For sisters Maria and Sophie Scott, who run the Parisi boutique hotel, the year has been a disaster. After a brilliant few years, winning awards and steaming to the top of the ratings for the city’s accommodation, their recipe of personalised service, high-quality local suppliers and high occupancy rates has not been able to continue. “Reopening just has not been economically viable for us,” says Sophie. “We’ve decided to wait until the virus is fully suppressed.”
Hotelier Simon Cowton had a similar experience of falling into the abyss with two small hotels, 23 St Mary’s and St George’s Hotel. “I was getting depressed and losing hope,” he says. “But then I decided to put two fingers up to Covid.”
Cowton took out a loan and is nearing completion on an ambitious Covid-proof “glass garden” at St George’s, near York racecourse: eight hexagonal glass, wood and stone structures arranged around a huge firepit inside a walled garden, complete with outdoor kitchen and wood-fired pizza oven. “The project has been just what I needed,” he says, “And I won’t be making any of my staff redundant.”
Other hospitality and tourism businesses are going through a similar cycle of reversal, then fight back. Restaurateur Florencia Clifford describes the week before the March lockdown as “the worst of my life”. Her restaurant, Partisan, had been building a reputation for innovative cooking and bohemian atmosphere before the virus struck. Post-lockdown 1, it managed to reopen with reduced hours and staff. “It gave me time to reconnect with my cooking,” she says. “I’m hoping that small high-quality places are going to survive.
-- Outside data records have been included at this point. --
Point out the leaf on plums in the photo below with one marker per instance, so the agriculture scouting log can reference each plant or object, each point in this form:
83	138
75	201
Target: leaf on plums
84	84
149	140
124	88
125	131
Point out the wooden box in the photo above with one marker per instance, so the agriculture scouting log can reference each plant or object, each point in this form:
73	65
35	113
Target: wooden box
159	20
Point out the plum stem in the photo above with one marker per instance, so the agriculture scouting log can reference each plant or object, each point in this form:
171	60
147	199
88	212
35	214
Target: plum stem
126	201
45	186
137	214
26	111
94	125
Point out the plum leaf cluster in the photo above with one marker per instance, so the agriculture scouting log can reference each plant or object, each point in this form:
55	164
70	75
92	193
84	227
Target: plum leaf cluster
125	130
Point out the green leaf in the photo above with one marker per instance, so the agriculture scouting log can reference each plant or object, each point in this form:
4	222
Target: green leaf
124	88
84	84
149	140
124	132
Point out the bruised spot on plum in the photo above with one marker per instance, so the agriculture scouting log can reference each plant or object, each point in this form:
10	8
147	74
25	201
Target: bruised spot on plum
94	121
York does have a lot of them and the owners are creative and adaptable.”
Even some big attractions have found unexpected bonuses. Jorvik Viking Centre normally hosts up to 420,000 visitors a year. “Covid gave us the opportunity to streamline the movement of visitors through the building,” says Jay Commins, marketing manager.
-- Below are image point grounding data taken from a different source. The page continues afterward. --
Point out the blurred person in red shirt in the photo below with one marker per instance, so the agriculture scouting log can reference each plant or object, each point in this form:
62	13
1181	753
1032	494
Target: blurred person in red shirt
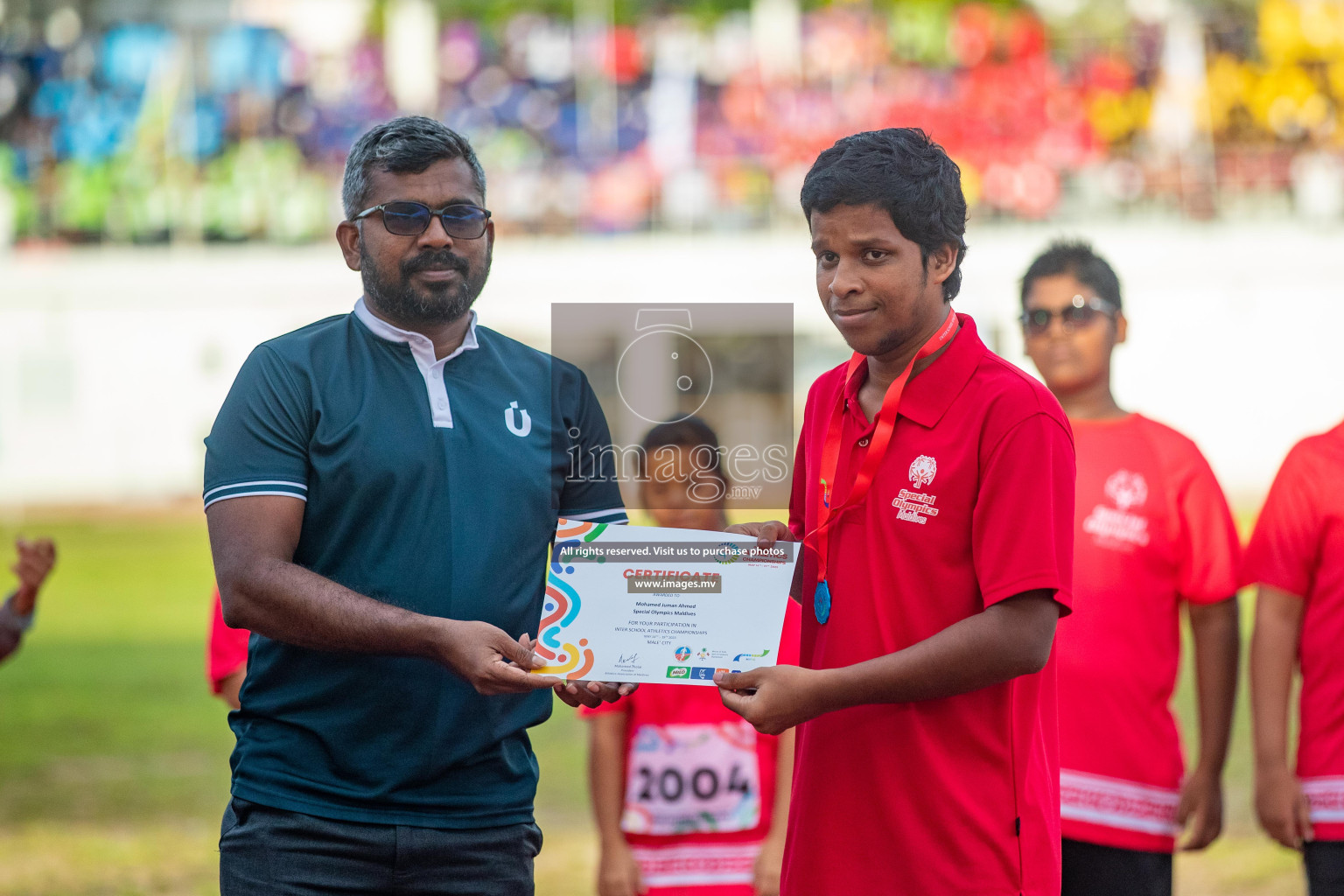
1298	557
1152	535
689	838
32	567
226	657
“Now everyone has plenty of time to spend in the sections that interest them.” He laughs: “And that includes admiring the world-famous fossilised poo without others crowding around the case.”
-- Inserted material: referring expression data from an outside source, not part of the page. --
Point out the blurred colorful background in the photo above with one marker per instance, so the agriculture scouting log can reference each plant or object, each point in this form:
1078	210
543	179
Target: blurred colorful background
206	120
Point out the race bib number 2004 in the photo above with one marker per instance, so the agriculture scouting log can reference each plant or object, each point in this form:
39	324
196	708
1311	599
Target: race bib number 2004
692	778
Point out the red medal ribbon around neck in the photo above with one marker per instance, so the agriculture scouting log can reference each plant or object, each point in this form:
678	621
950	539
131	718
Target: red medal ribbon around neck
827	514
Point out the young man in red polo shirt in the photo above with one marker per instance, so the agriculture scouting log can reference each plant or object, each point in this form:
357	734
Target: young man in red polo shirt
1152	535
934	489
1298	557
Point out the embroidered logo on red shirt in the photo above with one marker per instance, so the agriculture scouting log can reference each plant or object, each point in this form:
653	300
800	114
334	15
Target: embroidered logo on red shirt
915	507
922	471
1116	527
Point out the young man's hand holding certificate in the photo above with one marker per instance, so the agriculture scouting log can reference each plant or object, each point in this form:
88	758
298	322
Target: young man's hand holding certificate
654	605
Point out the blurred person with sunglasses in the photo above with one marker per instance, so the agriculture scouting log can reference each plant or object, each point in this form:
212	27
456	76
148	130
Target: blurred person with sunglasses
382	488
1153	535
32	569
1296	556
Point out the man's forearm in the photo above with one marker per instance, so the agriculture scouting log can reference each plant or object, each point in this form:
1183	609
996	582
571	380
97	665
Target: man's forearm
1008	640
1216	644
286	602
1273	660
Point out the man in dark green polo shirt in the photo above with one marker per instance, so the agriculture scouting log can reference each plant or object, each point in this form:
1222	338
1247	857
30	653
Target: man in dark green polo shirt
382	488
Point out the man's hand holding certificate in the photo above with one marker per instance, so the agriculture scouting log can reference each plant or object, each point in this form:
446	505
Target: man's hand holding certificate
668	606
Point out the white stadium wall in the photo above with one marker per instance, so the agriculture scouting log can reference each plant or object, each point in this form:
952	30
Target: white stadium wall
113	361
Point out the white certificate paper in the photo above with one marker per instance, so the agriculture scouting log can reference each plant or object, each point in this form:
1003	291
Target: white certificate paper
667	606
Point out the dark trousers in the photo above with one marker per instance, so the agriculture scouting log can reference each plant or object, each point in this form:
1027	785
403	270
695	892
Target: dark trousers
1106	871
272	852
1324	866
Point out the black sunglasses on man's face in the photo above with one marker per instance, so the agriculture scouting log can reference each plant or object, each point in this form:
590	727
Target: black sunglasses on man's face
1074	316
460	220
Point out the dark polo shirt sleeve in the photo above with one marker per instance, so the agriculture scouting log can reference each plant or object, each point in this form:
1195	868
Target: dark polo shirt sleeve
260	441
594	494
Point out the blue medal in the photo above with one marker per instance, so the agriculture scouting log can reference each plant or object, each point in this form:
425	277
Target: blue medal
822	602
Back at Micklegate Social, Lakin has also seen benefits. “At the first lockdown we found ourselves with brewing equipment but no brewer. A friend, James, from Another Beer, was a brewer without equipment. Lockdown drove us to team up and start a new partnership. Without the pandemic that would never have happened – we were too busy!” Now they have bought a canning machine and are hoping to reopen on 3 December.
At York’s bouldering wall, Red Goat Climbing, the virus looked like a deadly threat: lots of people breathing hard in close proximity, chalk dust drifting in the air, handholds shared by all. But the lockdowns have given owner Adam Exley a chance to re-evaluate. “It made me focus on how people move around the space. We rebuilt to allow better circulation of air and people.”
Online booking and limited numbers have also reduced the stress for staff, says Exley. Now a second lockdown has given time to expand the climbing areas and open a pizza oven.
“I’m 100% confident that things are going to be OK,” says Exley. “But we do need to open on 3 December.” That is a proviso that many people mention: there is no room for further restrictions. The extended closures have allowed some re-evaluations and rebuilding, but for many small tourism-dependent businesses, reopening before Christmas is vital.
Standing outside her Micklegate restaurant, Partisan, Clifford laughs about the question of unexpected benefits from the pandemic. “I started growing lots of flowers and somehow that made me and my partner Hugo think about getting married. So we did: quietly. Without the pandemic we would never have got around to it!”